Though I'd love for EVERYONE to see it (someone's gotta support the true artists of cinema or everything but superheroes will one day be VOD only) I'm So Excited! will, in the end, probably be regarded as little more than a curio throwback to the director's outrageous early days. The critics screening I attended was mysteriously quiet -- well other than myself and The Boyfriend laughing frequently -- but critics are difficult to read at comedies (were they LOLing without the OL part?) and comedies are ALWAYS funnier with a full paying crowd. Don't get "So Excited!" for Pedro's most famous muses Penélope Cruz & Antonio Banderas who only have cameos, but do prepare yourself for the titular song. The airline stewards do a choreographed routine. In full and in full fabulousity from first 80s synthpop beats to the "look what you do to me" repeat fadeout.
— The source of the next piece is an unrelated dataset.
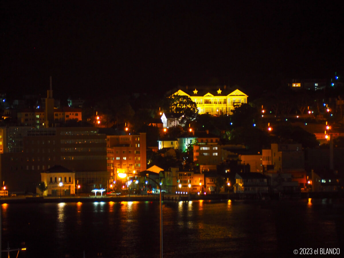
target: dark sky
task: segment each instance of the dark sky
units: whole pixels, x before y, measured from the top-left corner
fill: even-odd
[[[210,84],[249,95],[342,73],[343,6],[301,2],[3,1],[0,93],[45,94],[51,75],[75,97]]]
If your taste in shamelessly outrageous comedy runs more mainstream or if you just need 27 more minutes of air-conditioning (no judgment on the air-conditioning, but why are American comedies so f'in long?) the big ticket this weekend is The Heat starring Sandra Bullock and Melissa McCarthy. Bullock plays a very smug and uptight FBI agent and McCarthy plays a loose cannon cop who'll catch her criminals by any means necessary. It's hate at first sight but they learn to work together. If that description screams 'Every Odd Couple Buddy Cop Comedy Ever!,' than you already know if you could handle seeing another, only with funny ladies and spanks jokes this time.
In its own way its as offensive as I'm So Excited (one ongoing joke involves a dealer who thinks McCarthy is racist and she takes him down with... no, I can't even type it!) and though it's a fast fade there are quite a few laughs, most of them courtesy of what feels like The Melissa & Sandy Improv Hour. The film is directed by Paul Feig who held the reigns on Bridesmaids and though this one isn't fit to stand in that wedding party, it's ratio of minutes to laughs is fairly good and McCarthy really brings it. At the very least it's a thousand times funnier and more deftly balanced in terms of humor and heart-tugging "arc" than McCarthy's weirdly joke-free Identity Thief which was an inexplicable blockbuster earlier this year.
I'd warn you to stay through the credits for the funny punchline to an ongoing Sandra-is-a-Crazy-Cat-Lady joke but the film is too nervous that you'll be running out already and only lets a couple credits fly before selling it.
Grades: I'm So Excited B; The Heat B-
Oscar Chances: Er no on either, but solid laughs are their own reward. If The Heat is a major hit maybe a surprise Globe nomination for McCarthy?